In buying Pinnacle, Hillshire is paying a high price for a “mediocre set of assets,” Eminence Chief Executive Officer Ricky Sandler said in an interview. The transaction has a real possibility of getting voted down by shareholders, he said. Eminence owned more than 1.35 million Hillshire shares as of March 31, according to data compiled by Bloomberg.
Hillshire, which sells Jimmy Dean sausages and Ball Park hot dogs, has been making acquisitions to reignite growth and decrease its reliance on meat products. Pinnacle owns brands ranging from Vlasic pickles to Wish-Bone salad dressings, as well as Birds Eye frozen vegetables. The deal may spread Hillshire too thin, Sandler said.
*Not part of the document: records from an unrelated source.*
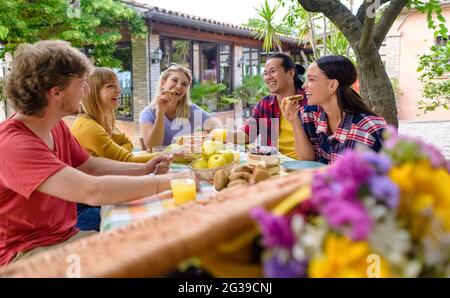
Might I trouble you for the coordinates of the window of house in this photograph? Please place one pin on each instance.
(225, 65)
(181, 52)
(165, 47)
(175, 51)
(209, 63)
(123, 53)
(442, 41)
(250, 62)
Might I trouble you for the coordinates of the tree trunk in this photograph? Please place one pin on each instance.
(324, 35)
(312, 35)
(375, 86)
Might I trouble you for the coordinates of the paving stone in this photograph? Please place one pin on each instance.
(434, 132)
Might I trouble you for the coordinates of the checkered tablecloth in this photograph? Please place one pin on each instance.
(114, 216)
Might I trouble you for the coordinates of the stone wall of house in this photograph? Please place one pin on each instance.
(155, 68)
(140, 75)
(237, 78)
(390, 54)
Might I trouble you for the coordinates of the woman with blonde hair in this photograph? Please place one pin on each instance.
(96, 131)
(171, 112)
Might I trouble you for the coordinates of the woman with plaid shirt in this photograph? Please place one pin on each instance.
(335, 118)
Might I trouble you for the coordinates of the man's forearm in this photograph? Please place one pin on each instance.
(113, 189)
(99, 166)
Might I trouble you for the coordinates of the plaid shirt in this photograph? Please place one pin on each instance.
(355, 130)
(265, 120)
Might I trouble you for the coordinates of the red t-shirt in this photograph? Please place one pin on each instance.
(29, 218)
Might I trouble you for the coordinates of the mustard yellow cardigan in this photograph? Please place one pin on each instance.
(94, 138)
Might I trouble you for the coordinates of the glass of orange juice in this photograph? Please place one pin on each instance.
(183, 189)
(219, 133)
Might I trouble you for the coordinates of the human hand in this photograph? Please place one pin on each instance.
(159, 164)
(289, 110)
(164, 99)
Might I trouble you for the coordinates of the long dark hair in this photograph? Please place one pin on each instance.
(340, 68)
(287, 63)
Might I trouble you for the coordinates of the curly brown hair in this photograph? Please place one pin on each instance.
(38, 68)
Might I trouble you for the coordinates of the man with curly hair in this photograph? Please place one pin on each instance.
(44, 171)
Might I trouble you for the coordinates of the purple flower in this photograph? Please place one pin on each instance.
(276, 230)
(384, 190)
(274, 268)
(342, 213)
(351, 166)
(382, 163)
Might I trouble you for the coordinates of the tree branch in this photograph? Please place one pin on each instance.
(339, 14)
(361, 14)
(390, 14)
(366, 36)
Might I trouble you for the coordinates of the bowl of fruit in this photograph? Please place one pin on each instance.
(214, 158)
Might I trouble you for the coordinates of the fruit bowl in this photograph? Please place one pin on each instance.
(208, 174)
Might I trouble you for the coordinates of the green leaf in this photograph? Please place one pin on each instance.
(3, 32)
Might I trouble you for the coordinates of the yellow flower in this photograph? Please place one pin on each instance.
(344, 258)
(425, 195)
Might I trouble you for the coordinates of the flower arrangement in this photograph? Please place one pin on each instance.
(370, 214)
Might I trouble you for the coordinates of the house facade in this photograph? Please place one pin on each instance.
(409, 38)
(214, 51)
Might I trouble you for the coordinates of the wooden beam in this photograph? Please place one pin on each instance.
(195, 34)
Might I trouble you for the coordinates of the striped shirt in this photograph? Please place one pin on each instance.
(354, 130)
(265, 120)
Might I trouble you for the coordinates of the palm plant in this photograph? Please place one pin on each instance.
(267, 29)
(304, 24)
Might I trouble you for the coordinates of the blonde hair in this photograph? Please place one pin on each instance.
(38, 68)
(183, 106)
(92, 103)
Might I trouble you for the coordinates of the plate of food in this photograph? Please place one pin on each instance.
(293, 165)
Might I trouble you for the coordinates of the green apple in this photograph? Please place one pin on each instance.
(211, 147)
(201, 163)
(216, 160)
(229, 156)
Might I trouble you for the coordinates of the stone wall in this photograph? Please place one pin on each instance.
(155, 67)
(140, 75)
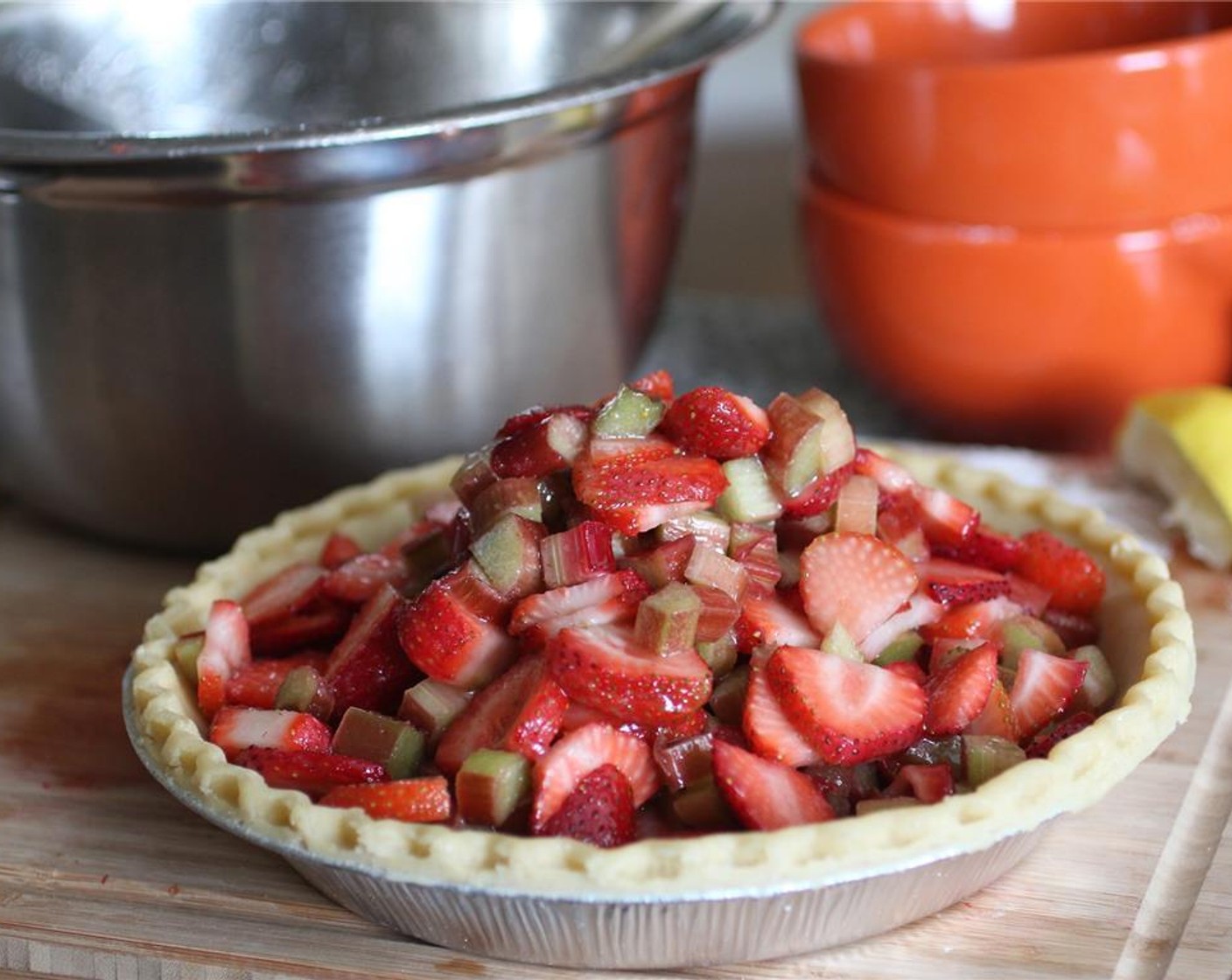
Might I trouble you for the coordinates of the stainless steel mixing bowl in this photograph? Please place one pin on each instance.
(250, 252)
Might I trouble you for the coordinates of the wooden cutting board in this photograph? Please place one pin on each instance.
(102, 874)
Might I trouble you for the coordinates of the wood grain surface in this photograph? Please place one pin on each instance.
(105, 875)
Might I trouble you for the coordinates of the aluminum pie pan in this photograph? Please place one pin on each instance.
(634, 932)
(668, 904)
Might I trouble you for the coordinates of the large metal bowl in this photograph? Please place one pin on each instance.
(250, 252)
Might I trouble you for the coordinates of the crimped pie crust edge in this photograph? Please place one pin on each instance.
(1077, 774)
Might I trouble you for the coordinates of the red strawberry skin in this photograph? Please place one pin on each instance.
(1074, 579)
(598, 811)
(368, 667)
(766, 795)
(423, 801)
(604, 668)
(848, 711)
(713, 422)
(311, 772)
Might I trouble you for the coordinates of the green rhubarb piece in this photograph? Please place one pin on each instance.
(1099, 686)
(185, 651)
(509, 555)
(518, 496)
(304, 690)
(727, 699)
(431, 705)
(491, 786)
(368, 735)
(701, 807)
(667, 620)
(986, 756)
(628, 413)
(902, 648)
(748, 498)
(719, 654)
(839, 642)
(1027, 633)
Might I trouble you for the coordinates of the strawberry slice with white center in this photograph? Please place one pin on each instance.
(450, 642)
(235, 729)
(558, 772)
(598, 811)
(855, 579)
(283, 594)
(606, 668)
(769, 620)
(849, 711)
(609, 598)
(954, 584)
(957, 696)
(766, 726)
(519, 711)
(1044, 687)
(226, 651)
(636, 496)
(368, 667)
(766, 795)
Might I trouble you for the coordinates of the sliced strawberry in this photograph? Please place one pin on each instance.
(960, 692)
(541, 448)
(577, 754)
(822, 497)
(1047, 739)
(849, 711)
(997, 718)
(598, 810)
(519, 711)
(338, 550)
(769, 732)
(610, 598)
(769, 620)
(606, 668)
(657, 383)
(235, 729)
(283, 593)
(256, 686)
(226, 650)
(639, 496)
(987, 549)
(359, 579)
(423, 801)
(926, 783)
(766, 795)
(449, 642)
(368, 667)
(311, 772)
(515, 424)
(954, 584)
(319, 627)
(1074, 578)
(715, 422)
(1044, 687)
(855, 579)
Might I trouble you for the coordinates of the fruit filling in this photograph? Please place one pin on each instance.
(661, 615)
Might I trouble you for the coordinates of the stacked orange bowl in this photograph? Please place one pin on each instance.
(1018, 216)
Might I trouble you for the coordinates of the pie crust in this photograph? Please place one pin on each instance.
(1146, 634)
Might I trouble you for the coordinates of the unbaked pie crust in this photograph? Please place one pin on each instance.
(1146, 633)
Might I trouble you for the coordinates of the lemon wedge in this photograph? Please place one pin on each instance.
(1180, 444)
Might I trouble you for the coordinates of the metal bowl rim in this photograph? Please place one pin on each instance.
(47, 147)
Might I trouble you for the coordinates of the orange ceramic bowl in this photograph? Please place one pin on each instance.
(1027, 114)
(996, 334)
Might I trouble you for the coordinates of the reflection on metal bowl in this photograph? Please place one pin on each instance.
(256, 250)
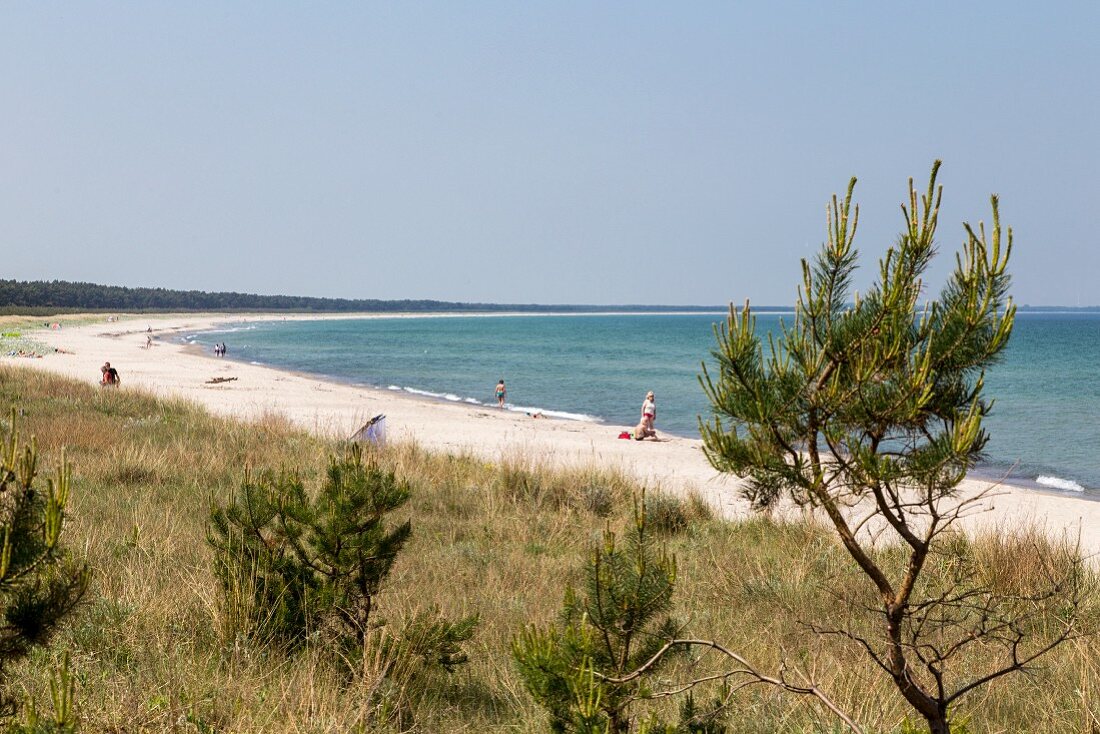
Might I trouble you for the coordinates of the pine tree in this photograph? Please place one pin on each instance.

“This is pretty far afield of what their core strengths are,” he said. “We don’t want to own a portfolio of supermarket assets.”
Jon Harris, a spokesman for Chicago-based Hillshire, didn’t respond to a request for comment.
Under the terms of the deal, announced May 12, Pinnacle investors will receive $18 in cash and half a share of Hillshire Brands for every Pinnacle share they own. The total price was almost 20 percent higher than Pinnacle’s closing price on May 9, the last trading day before the transaction was disclosed. Including debt, the deal is valued at about $6.6 billion.
Hillshire shares dropped as much as 7.4 percent on the day the purchase was announced, partly on concern that it will increase the company’s borrowing. After the deal closes, Hillshire will have five times more debt than earnings before interest, taxes, depreciation and amortization on a trailing 12-month basis. It also is suspending share repurchases, further irking shareholders.
Hillshire rose 2.2 percent to $37.02 at the close today in New York. The stock is up 4.3 percent over the past 12 months.
The transaction may have been a “defense mechanism” to prevent Hillshire from becoming an acquisition target itself, Sandler said. JPMorgan Chase & Co. had speculated that Hormel Foods Corp. (HRL:US), Tyson Foods Inc. (TSN:US) and BRF SA (BRFS3) saw Hillshire as a potential target.
“I don’t think the company explored other alternatives before going down this route,” Sandler said. “The deal makes them less attractive to an acquirer.”